No trabalho tratado como um robô, através do metal se sentindo como um ser humano
O GRUPO DE jovens metaleiros indonésios de mãos dadas giram em um grande círculo até que a força centrífuga os separe. Eles pulam e gritam, tropeçam, caem e puxam uns aos outros novamente. Diante de um palco ao ar livre, eles se movem e se agitam ao ritmo do baixo forte e dos riffs de guitarra monótonos da banda de metalcore Jubah Hitam.
A cena realmente não se encaixa na atmosfera ao longo desta faixa de excursão perto de Kaohsiung. Em 1º de janeiro de 2023, inúmeros moradores chegaram à ilha de Qijin, na costa da segunda maior cidade de Taiwan. Eles param apenas brevemente e verificam de onde vem o barulho. Em seguida, eles seguem em direção à praia.
Jubah Hitam está se apresentando naquele dia, junto com outras bandas punk e reggae indonésias. O Formosa Music Fest é o primeiro festival auto-organizado por esta comunidade de migrantes indonésios. A maioria dos organizadores, membros da banda e algumas centenas de visitantes são da Indonésia e trabalham em Taiwan como trabalhadores de fábricas, zeladores particulares e pescadores.
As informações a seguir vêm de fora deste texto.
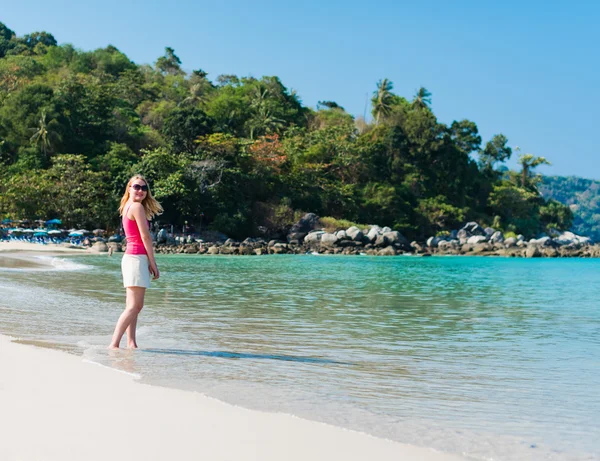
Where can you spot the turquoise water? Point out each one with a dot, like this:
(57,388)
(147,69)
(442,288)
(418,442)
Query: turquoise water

TAIWAN ABRIU SEU fronteiras para trabalhadores migrantes do Sudeste Asiático na década de 1990 para preencher a escassez de mão-de-obra em certos setores. Espera-se que os trabalhadores migrantes façam o trabalho sujo, perigoso e monótono por pouco pagamento. O regime migratório taiwanês se assemelha ao "modelo de trabalhador convidado" alemão da década de 1960. Também contém elementos de trabalho não-livre, como o sistema "kafala" no Catar, criticado durante a Copa do Mundo de 2022, e por meio do qual os migrantes são vinculados à pessoa para quem trabalham no país anfitrião.
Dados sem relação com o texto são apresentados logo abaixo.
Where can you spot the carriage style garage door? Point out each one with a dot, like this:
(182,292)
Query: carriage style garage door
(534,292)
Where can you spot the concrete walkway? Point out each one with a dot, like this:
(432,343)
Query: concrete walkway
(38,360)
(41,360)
Cerca de 800.000 trabalhadores migrantes vivem em Taiwan hoje, a maioria deles da Indonésia e do Vietnã, das Filipinas e da Tailândia. Dos 260.000 da Indonésia, cerca de 175.000 são mulheres e 85.000 são homens. Os homens trabalham em fábricas e em barcos de pesca ou traineiras de águas profundas. Algumas mulheres também trabalham em fábricas, mas a maioria, cerca de 165.000, trabalha como cuidadora em residências particulares e lares de idosos.
Os trabalhadores migrantes geralmente são contratados por meio de agências de recrutamento indonésias. As agências taiwanesas então os emprestam para empresas e famílias. A maioria paga grandes somas de dinheiro a essas agências, que muitas vezes são deduzidas de seus salários em prestações. Os trabalhadores migrantes não estão autorizados a mudar de empregador ou agência sem o seu consentimento. Se seu trabalho não é mais necessário ou se eles causam problemas, empresas, famílias e agências tentam demiti-los e deportá-los.
Taiwan criou diferentes categorias de trabalhadores: trabalhadores em fábricas, em canteiros de obras, na agricultura e na pesca costeira são cobertos pela lei trabalhista, têm proteção social e recebem o salário mínimo (atualmente 26.400 dólares taiwaneses por mês, cerca de 860 dólares americanos). Eles estão autorizados a permanecer no país por doze anos. Os cuidadores migrantes em domicílios particulares têm proteção da previdência social, mas não estão cobertos pela legislação trabalhista. Suas horas de trabalho não são regulamentadas e seus salários são de apenas 20.000 dólares taiwaneses por mês (cerca de 650 dólares americanos). Eles podem permanecer por até quatorze anos. Pescadores em arrastões de águas profundas só recebem vistos temporários quando o navio está no porto. Eles não são protegidos pela segurança social taiwanesa. Seu salário mensal é de 550 dólares americanos.
Cerca de 70.000 trabalhadores migrantes do Sudeste Asiático vivem em Taiwan sem vistos de trabalho válidos e trabalham na agricultura ou construção, por exemplo. Se forem pegos, eles enfrentam multas e prisão antes de serem deportados.
FORÇADO A UMstatus precário pelo Estado, explorados no trabalho e amplamente excluídos da sociedade taiwanesa na vida cotidiana, os trabalhadores migrantes indonésios formaram várias subculturas e subeconomias: eles se reúnem em parques e estações de trem, em lojas e restaurantes indonésios, em salas de oração muçulmanas , em locais de encontro auto-organizados, em festivais e concertos.
A música desempenha um papel importante. A maioria dos trabalhadores migrantes indonésios em Taiwan ouve dangdut, um estilo de música popular com influências malaias, indianas e outras que surgiram na década de 1970. Anteriormente considerado música vulgar da classe baixa, o dangdut agora é considerado um bem cultural nacional em alguns lugares da Indonésia.